Rule site.hreflang.self-reference-missing
hreflang block must include a self-reference
site.hreflang.self-reference-missing is a check in Crawlmind's site audit that grades high-impact issues of this kind. This page explains why the rule matters and the exact fix.
Why it matters
Each page in an hreflang cluster must list itself as one of the alternates.

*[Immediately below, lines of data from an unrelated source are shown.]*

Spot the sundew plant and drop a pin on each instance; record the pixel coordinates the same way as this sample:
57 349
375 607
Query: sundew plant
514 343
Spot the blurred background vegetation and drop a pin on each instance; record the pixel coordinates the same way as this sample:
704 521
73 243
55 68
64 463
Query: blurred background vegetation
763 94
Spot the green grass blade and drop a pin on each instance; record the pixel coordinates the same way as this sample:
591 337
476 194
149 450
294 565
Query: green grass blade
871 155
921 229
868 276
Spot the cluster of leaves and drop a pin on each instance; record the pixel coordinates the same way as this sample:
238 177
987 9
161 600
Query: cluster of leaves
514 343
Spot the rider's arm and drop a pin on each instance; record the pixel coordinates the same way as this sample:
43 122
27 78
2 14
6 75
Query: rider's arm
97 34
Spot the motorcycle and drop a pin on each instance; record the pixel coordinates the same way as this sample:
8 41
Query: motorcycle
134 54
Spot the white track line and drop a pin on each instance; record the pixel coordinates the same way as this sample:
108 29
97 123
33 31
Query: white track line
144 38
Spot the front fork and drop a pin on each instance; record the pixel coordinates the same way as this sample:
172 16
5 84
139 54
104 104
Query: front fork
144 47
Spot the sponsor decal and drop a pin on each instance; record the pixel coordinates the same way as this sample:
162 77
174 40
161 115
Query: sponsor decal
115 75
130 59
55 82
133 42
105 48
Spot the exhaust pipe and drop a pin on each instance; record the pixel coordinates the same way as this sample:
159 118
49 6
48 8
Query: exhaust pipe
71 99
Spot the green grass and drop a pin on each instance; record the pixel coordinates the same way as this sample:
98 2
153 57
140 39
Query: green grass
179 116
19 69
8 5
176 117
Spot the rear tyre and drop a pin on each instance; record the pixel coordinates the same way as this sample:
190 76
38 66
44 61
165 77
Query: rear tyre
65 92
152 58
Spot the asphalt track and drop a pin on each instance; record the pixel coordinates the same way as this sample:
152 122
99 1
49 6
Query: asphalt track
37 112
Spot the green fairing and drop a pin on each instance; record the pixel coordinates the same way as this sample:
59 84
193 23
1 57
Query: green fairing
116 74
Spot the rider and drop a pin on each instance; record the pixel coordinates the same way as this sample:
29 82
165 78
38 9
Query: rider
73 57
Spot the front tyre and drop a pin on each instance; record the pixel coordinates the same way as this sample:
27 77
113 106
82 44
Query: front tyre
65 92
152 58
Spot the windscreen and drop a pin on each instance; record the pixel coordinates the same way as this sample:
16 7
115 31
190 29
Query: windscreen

Without the self-reference, the page declares "these are my sibling locales" but never says which locale IT is: and Google drops the entire annotation.
The fix
Wrong:
```html
<!-- /en-us/page is en-US but never says so -->
<link rel="alternate" hreflang="en-gb" href="https://example.com/en-gb/page">
<link rel="alternate" hreflang="fr-fr" href="https://example.com/fr-fr/page">
```
Right:
```html
<!-- /en-us/page declares itself plus siblings -->
<link rel="alternate" hreflang="en-us" href="https://example.com/en-us/page">
<link rel="alternate" hreflang="en-gb" href="https://example.com/en-gb/page">
<link rel="alternate" hreflang="fr-fr" href="https://example.com/fr-fr/page">
```
If you have a single template that emits every locale's alternate block, ensure the loop includes the current page's own locale. The same approach that fixes return-tags also fixes self-references.